Named GraphContentsApprox. Triples
(default graph)GC OWL ontology (class definitions, property definitions)~1,400
<https://data.global.church/vocabs/>Production SKOS vocabularies (OrganizationType, BeliefType, Denomination)--
<https://data.global.church/joshua-project/>JP people group data (16K+ PGICs, 3-block assessment pattern)~636K
<https://data.global.church/imb/>IMB PGIC assessments (GSEC, SPI, engagement status) + 4 SKOS vocab schemes~408K
<https://data.global.church/imb/resources/>570 media/training/evangelism resources from IMB Collections API~10.9K
<https://data.global.church/his-registries/>HIS SKOS schemes: ROP (peoples), ROL (7,083 languages), ROR (religions), ROG (geography)~172K
<https://data.global.church/orgs/>37K+ organizations materialized from Supabase via Org Bridge~1.78M
<https://data.global.church/engagement-claims/>Self-reported org engagement claims materialized via Engagement Bridge--
<https://data.global.church/jfilm/resources/>2,485 Jesus Film / Magdalena / Savior resource links--
<https://data.global.church/fcbh/resources/>2,004 FCBH Scripture resources (live.bible.is edition-specific URLs)--

Total: ~3.2M explicit triples in GraphDB.

The Isolation Model

Each external data source gets its own named graph. This design serves three purposes:

  1. Provenance — You always know where a fact came from. A triple in <https://data.global.church/joshua-project/> is a JP assertion; a triple in <https://data.global.church/imb/> is an IMB assertion.

  2. Non-conflicting perspectives — Different organizations can make different claims about the same people group. JP might assess engagement at one level while IMB assesses it differently. Both coexist in the graph, each in its own named graph.
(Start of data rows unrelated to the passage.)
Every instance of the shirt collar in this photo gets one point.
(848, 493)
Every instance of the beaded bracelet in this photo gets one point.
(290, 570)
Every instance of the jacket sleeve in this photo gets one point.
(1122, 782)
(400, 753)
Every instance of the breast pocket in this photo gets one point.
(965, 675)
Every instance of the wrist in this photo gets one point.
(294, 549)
  3. Independent refresh cycles — Each bridge can reload its named graph without affecting other data sources. Clearing and reloading the JP graph doesn't touch IMB data.

How Bridges Populate Graphs

Data flows into named graphs through bridges — automated pipelines that:

  1. Fetch data from an external source (API, database, file).
  2. Transform it into RDF triples using the GC Ontology vocabulary.
  3. Clear the target named graph.
  4. Load the new triples into that graph.

Each bridge targets a specific named graph. The JP Bridge writes to <https://data.global.church/joshua-project/>, the IMB Bridge writes to <https://data.global.church/imb/>, and so on.

Querying Across Graphs

Query a specific graph using the GRAPH keyword:

Code
SELECT ?org ?name WHERE { GRAPH <https://data.global.church/orgs/> { ?org a gc:Organization ; gc:name ?name . } } LIMIT 10

Query across all graphs by omitting the GRAPH keyword — the query matches triples in any graph:

Code
SELECT ?pg ?name WHERE { ?pg a gc:PeopleGroup ; gc:name ?name . } LIMIT 10

Query with source attribution — return the graph URI alongside results:

Code
SELECT ?graph ?pg ?name WHERE { GRAPH ?graph { ?pg a gc:PeopleGroup ; gc:name ?name . } } LIMIT 10

The Default Graph

The default graph (no named graph URI) contains the GC OWL ontology itself — class definitions, property definitions, and ontology metadata. It does not contain instance data. Cross-graph assertions maintained by Global.Church as the integration layer (such as owl:sameAs links and SKOS mappings) also reside here.